Updated: Feb 05, 2016
 

Approach Considerations

The diagnosis of renal failure is based primarily on an abnormal glomerular filtration rate (GFR) or abnormal creatinine clearance, which is usually evident due to an elevated serum creatinine level. GFR determination can be accomplished by 24-hour urine collection for creatinine clearance, although this is often cumbersome and inaccurate due to improper collection.

It is very important to determine if the kidney failure is acute or chronic, as acute kidney injury likely is reversible if treated properly. Review of the patient's history and of previous laboratory values can be very helpful in this regard.

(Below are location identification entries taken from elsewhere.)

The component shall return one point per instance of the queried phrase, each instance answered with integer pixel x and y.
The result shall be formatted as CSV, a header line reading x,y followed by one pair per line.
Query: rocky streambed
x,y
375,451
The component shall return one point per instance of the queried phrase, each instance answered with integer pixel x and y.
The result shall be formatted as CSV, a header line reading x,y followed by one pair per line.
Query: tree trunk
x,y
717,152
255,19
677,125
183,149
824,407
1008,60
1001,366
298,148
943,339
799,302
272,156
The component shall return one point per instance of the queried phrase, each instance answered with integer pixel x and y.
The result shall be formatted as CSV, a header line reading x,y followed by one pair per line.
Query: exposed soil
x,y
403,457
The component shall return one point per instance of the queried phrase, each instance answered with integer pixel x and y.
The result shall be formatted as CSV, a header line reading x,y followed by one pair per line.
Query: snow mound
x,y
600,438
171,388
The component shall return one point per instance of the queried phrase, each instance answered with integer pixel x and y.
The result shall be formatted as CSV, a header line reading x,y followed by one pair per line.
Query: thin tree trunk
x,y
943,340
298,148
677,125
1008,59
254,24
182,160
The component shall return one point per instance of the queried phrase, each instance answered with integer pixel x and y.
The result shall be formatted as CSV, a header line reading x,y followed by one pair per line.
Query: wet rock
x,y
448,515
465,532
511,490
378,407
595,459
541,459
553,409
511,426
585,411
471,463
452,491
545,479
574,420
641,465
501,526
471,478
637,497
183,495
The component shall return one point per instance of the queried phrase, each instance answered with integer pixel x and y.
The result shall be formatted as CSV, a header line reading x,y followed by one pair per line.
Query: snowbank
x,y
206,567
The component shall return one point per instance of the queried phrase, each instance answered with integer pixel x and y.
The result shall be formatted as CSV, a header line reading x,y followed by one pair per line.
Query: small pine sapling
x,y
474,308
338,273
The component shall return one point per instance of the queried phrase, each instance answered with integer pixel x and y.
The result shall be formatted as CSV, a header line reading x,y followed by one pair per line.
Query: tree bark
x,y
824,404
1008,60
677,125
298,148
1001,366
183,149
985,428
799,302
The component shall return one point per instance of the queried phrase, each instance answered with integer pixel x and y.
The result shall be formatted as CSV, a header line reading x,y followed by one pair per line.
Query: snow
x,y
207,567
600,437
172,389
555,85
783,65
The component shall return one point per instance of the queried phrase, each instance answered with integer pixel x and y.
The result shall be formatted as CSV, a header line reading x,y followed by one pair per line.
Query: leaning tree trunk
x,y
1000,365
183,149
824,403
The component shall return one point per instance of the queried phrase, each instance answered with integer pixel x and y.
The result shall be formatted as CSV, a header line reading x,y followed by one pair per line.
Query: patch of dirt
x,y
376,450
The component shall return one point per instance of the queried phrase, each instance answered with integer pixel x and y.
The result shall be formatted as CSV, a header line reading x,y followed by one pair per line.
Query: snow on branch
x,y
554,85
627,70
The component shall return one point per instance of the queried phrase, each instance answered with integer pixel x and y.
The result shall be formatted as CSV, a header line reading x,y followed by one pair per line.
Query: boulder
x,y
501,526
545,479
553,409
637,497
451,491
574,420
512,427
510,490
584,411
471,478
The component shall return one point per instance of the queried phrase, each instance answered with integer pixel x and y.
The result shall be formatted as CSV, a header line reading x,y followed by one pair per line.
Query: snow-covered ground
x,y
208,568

Other blood studies to consider for abnormalities prevalent with clinical uremia include the following:

  • Hemoglobin
  • Calcium
  • Phosphate
  • Parathyroid hormone
  • Albumin
  • Potassium
  • Bicarbonate

Urinalysis with microscopic examination should be performed on all patients to evaluate for the presence of protein, cellular casts, oval fat bodies, ketones, hemoglobin, and myoglobin, and to assess pH.

Isotope clearance

The assessment of nuclear medicine radioisotope (iothalamate) clearance is the criterion standard for measuring GFR. However, this test is time consuming and is more expensive than estimating GFR using either the Modification of Diet in Renal Disease (MDRD) formula or the Cockcroft-Gault formula.

Anemia workup

In premenopausal females and prepubertal patients, begin the workup for anemia when the hemoglobin level is less than 11 g/dL or the hematocrit value is less than 33%. In men and postmenopausal women, begin the workup when the hemoglobin level is less than 12 g/dL or the hematocrit value is less than 37%.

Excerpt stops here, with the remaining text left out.